Hoje é o dia típico em que o jogo do Corinthians contra o Emelec seria assistido por quase 80% de secadores. A situação é tentadora. O alvinegro paulistano jamais venceu uma Copa Libertadores e hoje pode ser eliminado, em pleno Pacaembu, pelo time do Equador. A tentação de secar dá coceira nas mãos que manuseiam o controle remoto. Porém, não faça isso, ou estará dando munição ao inimigo.

Com base no índice de rejeição do Corinthians, o maior entre times brasileiros, calcula-se que de cada cinco pessoas que assistem aos jogos do time que usa uma âncora de navio como símbolo, três o fazem apenas para secar.

Porém, como o ibope não distingue quem é torcedor e quem não é, esta alta audiência acaba dando à tevê, no caso à Globo, o argumento de que precisa para pagar cotas bem maiores a este clube, em uma atitude que a médio prazo poderá desequilibrar o futebol brasileiro.

Portanto, veja Lanús e Vasco, ou veja qualquer outra atração da tevê, ou, melhor ainda, pegue um livro ou faça alguma coisa com sua mulher (ou homem). Só não vá assistir ao jogo do Pacaembu. O ibope desse confronto no Equador já não foi lá essas coisas. Vamos fazer com que se mantenha baixo hoje. É a única forma de a tevê repensar sua desigual distribuição de cotas.

Um apoio bem estranho

O apoio da Rede Globo ao Corinthians é inexplicável. Primeiro, porque se fosse para dar mais espaço ao time de maior torcida, o privilegiado seria o Flamengo. Depois, porque se a tevê quisesse apenas ter um grande ibope, não distinguiria um time do outro. Quem estivesse se destacando, seria o favorecido. Mas a poderosa rede de tevê usa de todos os artifícios para divulgar esse time, fazendo chamadas dignas do departamento de marketing corintiano.

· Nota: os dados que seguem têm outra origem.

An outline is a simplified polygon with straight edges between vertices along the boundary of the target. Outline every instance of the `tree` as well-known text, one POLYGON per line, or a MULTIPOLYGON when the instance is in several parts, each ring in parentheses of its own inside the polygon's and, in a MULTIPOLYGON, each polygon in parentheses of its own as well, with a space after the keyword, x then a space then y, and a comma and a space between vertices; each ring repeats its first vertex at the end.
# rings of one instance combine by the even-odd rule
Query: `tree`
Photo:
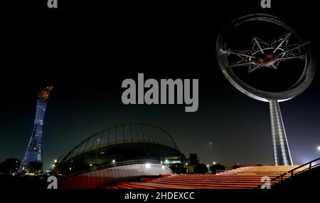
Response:
POLYGON ((42 163, 41 162, 31 162, 27 166, 28 171, 31 173, 38 174, 41 172, 42 163))
POLYGON ((206 174, 208 172, 208 167, 205 164, 198 164, 193 168, 196 174, 206 174))
POLYGON ((186 169, 183 167, 183 164, 175 163, 170 165, 170 169, 174 173, 176 174, 186 174, 186 169))
POLYGON ((213 165, 210 167, 210 170, 212 172, 213 174, 216 174, 217 170, 225 170, 225 167, 220 164, 213 165))
POLYGON ((12 175, 18 172, 20 160, 15 158, 6 159, 0 163, 0 173, 12 175))

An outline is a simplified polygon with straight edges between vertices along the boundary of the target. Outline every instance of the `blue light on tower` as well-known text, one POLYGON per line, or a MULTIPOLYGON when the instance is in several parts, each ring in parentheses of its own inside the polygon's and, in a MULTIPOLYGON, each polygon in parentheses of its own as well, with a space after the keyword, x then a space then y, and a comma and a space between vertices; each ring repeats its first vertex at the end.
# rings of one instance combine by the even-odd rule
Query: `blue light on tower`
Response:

“Vamos com o Timão vencer o Emelec!”, anuncia o comercial gritado por Cléber Machado. Vamos quem, cara pálida? Ora, que indecência. Há outros times brasileiros na competição. Por que deixar tão evidente a preferência de uma tevê que deveria agir de forma imparcial?

Perceba que nas entrelinhas, nas matérias aleatórias, sempre que possível a Globo dá um jeito de colocar o Corinthians ou um jogador corintiano no meio. Em uma matéria com um atleta olímpico, a repórter fez questão de dizer que o sonho dele era ter sido jogador de futebol… do Corinthians. Em outra, no dia seguinte, ao falar de finanças pessoais, escolheram um jogador de futebol do mesmo time.

Por outro lado, as más notícias do time são tratadas superficialmente, ou ignoradas. O jogador Émerson Sheik foi detido por contrabando. Se isso acontecesse com Neymar ou Paulo Henrique Ganso, a repercussão seria enorme. Porém, no caso do jogador corintiano, o tema foi rapidamente esquecido. Outra pauta importante deixada de lado, a inédita demissão por justa causa de Adriano, e o dinheirão pendente no caso – cerca de sete milhões de reais – foi praticamente ignorada. Isso tudo deixa no telespectador a certeza de que o tratamento da Rede Globo não é igual para todos os grandes times brasileiros.

Essa odiosa preferência da tevê só está conseguindo aumentar o índice de rejeição ao time da Zona Leste paulistana. E, como se sabe, patrocinadores evitam colocar dinheiro em instituições prejudicadas por altos índices de rejeição. Isso também não fará com que a opinião pública deixe de tratar o estádio do Corinthians de Itaquerão, nome já consagrado entre milhões de torcedores.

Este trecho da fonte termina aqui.